The council, which represents 400 clergy members, endorsed Kilpatrick's policies in his 2005 re-election bid.
Wednesday morning, in a previously arranged meeting, three of the city's best-known corporate leaders -- industrialist Dave Bing; Doug Rothwell, president of Detroit Renaissance, and Jim Nicholson, chief executive officer of PVS Chemicals -- came to see the mayor. Bing told Kilpatrick he was losing credibility and also chastised him for the way he concluded his speech.
One of the most surprising reactions to the mayor's speech came from longtime WDIV-TV (Channel 4) anchorwoman Harlan, who delivered a rare commentary Tuesday night after the mayor's speech. Directly addressing him, she scolded the mayor for the language he employed at the end of his speech.
"Using emotionally charged words like 'the N-word' and phrases like 'hate-driven' and 'bigoted assault,' even 'lynch-mob mentality,' stirs the core of even my emotions," said Harlan, who assured the mayor she loves Detroit as much as him.
Throughout the mayoral scandal, the Michigan Chronicle weekly newspaper has argued to let the judicial process take its course, but the edition that hit the street Wednesday took a more critical tone.
"We are witnessing the administration paying dearly for its severe mistakes," Senior Editor Bankole Thompson wrote. "Who are the mayor's advisers? How much are they getting paid? What advice have they been giving the mayor? Are they really advising him or mostly lining their pockets?"
Kilpatrick also drew criticism for using the N-word in his Tuesday speech after taking part in a rally last summer to symbolically bury the racial epithet. Kilpatrick, who reportedly planned the final moments of his Tuesday speech in advance, invoked the word as he described slurs he said he and his family have received.
"It most especially was not a place to use the same word that, supposedly, we buried last summer," the Rev. Edgar Vann, pastor of Second Ebenezer Baptist Church, told the Associated Press. "You can make references to it without using it."
Vann said he believed "people are tired of race being used as a tactic."
Eleanor Josaitis, cofounder of Focus:HOPE, told the AP she worried Kilpatrick's choice of words would further polarize the region.
"We've all worked very hard to bury the N-word," she said. "People are disappointed -- just disappointed in everything right now. Everybody is just praying we bring it to an end."
Canning, Kilpatrick's spokesman, told the Free Press that "the mayor used that word in describing what has been said to him in e-mails, letters and phone calls. That's how he used the word. It's a horrible word, no one denied that."
The poll of everyday Detroiters, conducted for a Lansing marketing and political consulting firm, showed an increase in Detroit residents who want Kilpatrick to resign.
Of the 300 Detroiters surveyed Monday and Tuesday, 54% said Kilpatrick should leave, while 34% said he should stay, and 12% were unsure what he should do. The poll had a margin of error of 5.8 percentage points.
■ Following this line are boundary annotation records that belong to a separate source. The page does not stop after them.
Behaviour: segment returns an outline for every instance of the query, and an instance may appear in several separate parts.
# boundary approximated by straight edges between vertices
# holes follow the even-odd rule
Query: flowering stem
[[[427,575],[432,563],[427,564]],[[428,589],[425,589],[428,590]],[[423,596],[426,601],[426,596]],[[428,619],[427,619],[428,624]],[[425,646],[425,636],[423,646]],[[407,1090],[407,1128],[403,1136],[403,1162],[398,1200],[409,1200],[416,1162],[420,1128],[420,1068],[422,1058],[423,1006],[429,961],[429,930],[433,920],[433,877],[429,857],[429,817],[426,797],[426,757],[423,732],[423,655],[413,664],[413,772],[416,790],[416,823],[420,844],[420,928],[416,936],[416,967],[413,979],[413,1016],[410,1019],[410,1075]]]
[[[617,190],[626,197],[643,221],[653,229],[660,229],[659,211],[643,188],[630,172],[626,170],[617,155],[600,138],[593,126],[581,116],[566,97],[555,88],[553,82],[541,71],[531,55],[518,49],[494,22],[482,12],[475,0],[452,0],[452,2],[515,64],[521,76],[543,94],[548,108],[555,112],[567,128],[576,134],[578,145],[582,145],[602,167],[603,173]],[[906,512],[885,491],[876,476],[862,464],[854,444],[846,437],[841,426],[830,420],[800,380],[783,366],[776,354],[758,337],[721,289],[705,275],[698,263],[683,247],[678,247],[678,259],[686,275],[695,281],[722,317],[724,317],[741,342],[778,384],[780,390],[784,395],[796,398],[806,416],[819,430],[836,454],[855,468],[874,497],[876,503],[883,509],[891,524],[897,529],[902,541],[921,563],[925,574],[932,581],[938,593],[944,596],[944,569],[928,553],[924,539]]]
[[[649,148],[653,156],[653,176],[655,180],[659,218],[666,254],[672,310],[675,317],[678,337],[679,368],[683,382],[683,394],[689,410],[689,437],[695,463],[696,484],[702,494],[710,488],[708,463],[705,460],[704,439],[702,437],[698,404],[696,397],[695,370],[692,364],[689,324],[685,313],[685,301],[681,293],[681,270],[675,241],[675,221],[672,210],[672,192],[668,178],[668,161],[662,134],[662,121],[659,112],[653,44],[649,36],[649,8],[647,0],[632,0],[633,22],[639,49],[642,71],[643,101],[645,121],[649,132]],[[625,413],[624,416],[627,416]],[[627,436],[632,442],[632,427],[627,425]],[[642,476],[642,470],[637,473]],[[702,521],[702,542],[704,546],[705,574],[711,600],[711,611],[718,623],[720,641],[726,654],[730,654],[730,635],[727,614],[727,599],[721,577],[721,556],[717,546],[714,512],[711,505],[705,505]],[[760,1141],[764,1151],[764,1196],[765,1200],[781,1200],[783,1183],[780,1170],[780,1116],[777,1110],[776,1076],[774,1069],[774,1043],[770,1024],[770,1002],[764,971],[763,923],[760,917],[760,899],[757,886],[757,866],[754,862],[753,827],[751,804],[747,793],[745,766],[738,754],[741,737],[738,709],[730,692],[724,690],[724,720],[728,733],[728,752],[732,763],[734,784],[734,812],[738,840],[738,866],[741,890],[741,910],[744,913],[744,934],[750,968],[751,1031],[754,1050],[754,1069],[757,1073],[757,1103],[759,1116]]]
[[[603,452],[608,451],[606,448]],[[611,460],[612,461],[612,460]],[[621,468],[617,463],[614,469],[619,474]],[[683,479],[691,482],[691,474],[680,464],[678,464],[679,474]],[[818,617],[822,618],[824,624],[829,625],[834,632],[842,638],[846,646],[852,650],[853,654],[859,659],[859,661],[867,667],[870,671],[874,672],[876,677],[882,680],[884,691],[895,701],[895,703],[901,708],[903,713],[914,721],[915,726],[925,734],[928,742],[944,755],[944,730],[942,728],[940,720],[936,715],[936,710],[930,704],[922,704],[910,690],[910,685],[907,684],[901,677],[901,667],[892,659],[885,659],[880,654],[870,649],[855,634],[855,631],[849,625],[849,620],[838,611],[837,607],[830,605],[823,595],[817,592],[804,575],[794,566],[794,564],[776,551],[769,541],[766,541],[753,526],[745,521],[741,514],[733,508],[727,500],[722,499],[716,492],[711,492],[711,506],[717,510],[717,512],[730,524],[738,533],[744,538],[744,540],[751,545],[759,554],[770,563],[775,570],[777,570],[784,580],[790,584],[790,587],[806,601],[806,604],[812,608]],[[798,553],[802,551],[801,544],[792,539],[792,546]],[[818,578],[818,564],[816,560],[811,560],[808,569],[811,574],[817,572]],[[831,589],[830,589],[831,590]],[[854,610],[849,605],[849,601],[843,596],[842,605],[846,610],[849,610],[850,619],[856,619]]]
In January, a week after the Free Press broke the text-messaging scandal, 45% of people surveyed said he should resign; 42% said he should stay.
The messages showed that Kilpatrick and his then-chief of staff, Christine Beatty, lied under oath about their relationship and gave misleading testimony about the firing of then-deputy police chief Gary Brown during a civil trial last summer.
"He has done nothing to improve his numbers in the past two months," said Kelly Rossman-McKinney, chief executive officer of the Rossman Group, which commissioned the poll.